Optimising Spam Filters

Aus Thomas Wiki
Zur Navigation springen Zur Suche springen

Optimising Your Spam Filter

In the following discussion we will generally follow the development of my ideas in the order of occurence. That is first in first out. There may be better ways to present the matter but I think it's easier to follow my ideas.

In contrast to this way I will introduce later ideas based on comments about this text. Because I got a comment that I'm totally wrong in the first part, I will add a small example not related to spam.

The Problem of Predicting

This chapter was inserted later to give an example which doesn't use the word spam.

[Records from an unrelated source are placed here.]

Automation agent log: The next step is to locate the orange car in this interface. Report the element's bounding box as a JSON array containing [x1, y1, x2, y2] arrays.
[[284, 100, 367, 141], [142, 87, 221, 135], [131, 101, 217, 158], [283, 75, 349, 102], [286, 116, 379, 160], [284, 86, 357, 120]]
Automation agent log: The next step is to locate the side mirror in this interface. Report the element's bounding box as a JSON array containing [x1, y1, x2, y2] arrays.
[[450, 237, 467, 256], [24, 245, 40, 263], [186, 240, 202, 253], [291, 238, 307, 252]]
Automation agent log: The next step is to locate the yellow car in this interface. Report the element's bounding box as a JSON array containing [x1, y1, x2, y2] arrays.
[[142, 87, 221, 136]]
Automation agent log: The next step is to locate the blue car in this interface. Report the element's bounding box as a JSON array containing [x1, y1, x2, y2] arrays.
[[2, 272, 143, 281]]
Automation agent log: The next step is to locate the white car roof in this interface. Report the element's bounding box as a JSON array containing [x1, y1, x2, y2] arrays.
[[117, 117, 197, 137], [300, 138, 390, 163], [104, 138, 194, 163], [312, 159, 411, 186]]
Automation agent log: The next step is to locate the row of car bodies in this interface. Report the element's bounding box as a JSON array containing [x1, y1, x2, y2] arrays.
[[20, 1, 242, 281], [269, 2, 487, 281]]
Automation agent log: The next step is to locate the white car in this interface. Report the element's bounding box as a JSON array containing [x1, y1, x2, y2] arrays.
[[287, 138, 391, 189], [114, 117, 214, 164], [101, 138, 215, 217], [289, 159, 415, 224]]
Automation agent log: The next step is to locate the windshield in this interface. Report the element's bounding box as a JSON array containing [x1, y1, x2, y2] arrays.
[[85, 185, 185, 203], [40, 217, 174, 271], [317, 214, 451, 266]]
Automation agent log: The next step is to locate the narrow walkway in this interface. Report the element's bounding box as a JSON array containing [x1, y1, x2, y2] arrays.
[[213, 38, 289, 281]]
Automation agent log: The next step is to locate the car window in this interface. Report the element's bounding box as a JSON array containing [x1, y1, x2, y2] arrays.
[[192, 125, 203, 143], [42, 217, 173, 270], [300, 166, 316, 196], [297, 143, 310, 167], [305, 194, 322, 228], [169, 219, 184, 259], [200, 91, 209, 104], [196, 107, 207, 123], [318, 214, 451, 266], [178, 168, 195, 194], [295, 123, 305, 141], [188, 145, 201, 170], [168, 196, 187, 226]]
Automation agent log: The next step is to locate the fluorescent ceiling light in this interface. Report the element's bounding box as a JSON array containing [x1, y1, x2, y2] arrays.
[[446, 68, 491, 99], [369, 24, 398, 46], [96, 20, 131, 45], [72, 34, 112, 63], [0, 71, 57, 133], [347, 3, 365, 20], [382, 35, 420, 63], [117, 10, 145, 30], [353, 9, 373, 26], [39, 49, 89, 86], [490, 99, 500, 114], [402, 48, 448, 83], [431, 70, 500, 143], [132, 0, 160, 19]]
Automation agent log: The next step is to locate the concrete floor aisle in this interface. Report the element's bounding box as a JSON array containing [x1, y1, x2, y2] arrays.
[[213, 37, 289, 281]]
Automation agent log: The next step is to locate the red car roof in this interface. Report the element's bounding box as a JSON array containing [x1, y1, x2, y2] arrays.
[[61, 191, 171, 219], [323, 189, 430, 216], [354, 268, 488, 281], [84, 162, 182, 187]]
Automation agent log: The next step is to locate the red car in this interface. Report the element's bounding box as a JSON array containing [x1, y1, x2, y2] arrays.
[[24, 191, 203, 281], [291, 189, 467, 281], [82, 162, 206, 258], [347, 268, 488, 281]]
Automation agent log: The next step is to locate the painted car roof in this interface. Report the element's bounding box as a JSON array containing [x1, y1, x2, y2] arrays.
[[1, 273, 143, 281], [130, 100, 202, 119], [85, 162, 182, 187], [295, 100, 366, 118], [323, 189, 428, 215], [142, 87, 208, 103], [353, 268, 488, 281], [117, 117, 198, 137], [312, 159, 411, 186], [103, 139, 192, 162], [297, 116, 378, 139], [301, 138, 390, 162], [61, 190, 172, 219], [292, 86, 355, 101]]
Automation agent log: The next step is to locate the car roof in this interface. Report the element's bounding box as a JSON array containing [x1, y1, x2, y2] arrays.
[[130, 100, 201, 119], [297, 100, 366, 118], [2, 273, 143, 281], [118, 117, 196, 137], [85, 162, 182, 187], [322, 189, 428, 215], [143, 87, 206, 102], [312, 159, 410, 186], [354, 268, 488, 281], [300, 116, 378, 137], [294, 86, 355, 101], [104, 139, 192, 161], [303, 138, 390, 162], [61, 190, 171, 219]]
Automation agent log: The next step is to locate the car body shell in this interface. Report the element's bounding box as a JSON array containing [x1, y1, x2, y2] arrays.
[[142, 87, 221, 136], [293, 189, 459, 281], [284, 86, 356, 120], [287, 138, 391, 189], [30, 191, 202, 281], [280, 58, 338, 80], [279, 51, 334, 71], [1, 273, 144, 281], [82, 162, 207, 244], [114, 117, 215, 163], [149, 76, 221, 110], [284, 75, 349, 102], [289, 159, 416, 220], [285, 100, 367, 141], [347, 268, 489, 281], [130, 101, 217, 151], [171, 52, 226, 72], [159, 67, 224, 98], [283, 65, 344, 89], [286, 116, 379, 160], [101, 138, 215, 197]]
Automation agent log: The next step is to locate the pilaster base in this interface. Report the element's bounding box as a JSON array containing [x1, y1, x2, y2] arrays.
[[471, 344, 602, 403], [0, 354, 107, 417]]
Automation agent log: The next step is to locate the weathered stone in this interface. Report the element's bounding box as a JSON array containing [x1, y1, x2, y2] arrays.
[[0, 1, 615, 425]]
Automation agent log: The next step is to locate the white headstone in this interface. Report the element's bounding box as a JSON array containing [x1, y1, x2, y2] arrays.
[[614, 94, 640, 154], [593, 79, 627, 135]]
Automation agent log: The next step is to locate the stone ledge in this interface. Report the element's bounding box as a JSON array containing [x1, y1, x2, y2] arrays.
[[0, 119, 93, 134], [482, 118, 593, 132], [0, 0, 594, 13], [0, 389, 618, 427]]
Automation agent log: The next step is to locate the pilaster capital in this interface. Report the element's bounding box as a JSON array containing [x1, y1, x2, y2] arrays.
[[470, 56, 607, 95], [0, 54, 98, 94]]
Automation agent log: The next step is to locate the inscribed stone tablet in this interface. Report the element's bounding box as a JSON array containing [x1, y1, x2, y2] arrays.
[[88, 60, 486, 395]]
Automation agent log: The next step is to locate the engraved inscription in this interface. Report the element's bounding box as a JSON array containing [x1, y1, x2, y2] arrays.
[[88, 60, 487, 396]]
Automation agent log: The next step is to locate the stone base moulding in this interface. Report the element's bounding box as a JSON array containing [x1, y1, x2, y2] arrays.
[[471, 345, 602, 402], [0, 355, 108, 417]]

Let us assume you found a gift shop with surprise gifts. Because you are tremenduously rich you bought 1000 gifts for your girlfriend. You made a statistic and found out that 100 gifts were packed in red paper. Your girlfriend disliked 90 of them and was only happy about 10.

But your parcels aren't only single-colored. They are multi-colored. To save space and processing time you didnt't count the result of two or more colors. If a parcel is blur,red and green you count the result "girlfriend happy / unhappy" for each color seperately. And you found that out of 400 green parcels 390 made your girlfriend happy and 10 not.

Next time the nice shop-girl offers you a red parcel. What's the probability that your girlfriend will be happy about the present?

Based on your statistical data 10% [ = 10/(90+10) ] will be a good assumption for this probability.

You should ask the nice girl behind the counter for another present packed in a different color.

This example resembles a our spam problem. The spam filter can only see the paper. We are looking for good indicators which tell us from parts of the message if they contain spam.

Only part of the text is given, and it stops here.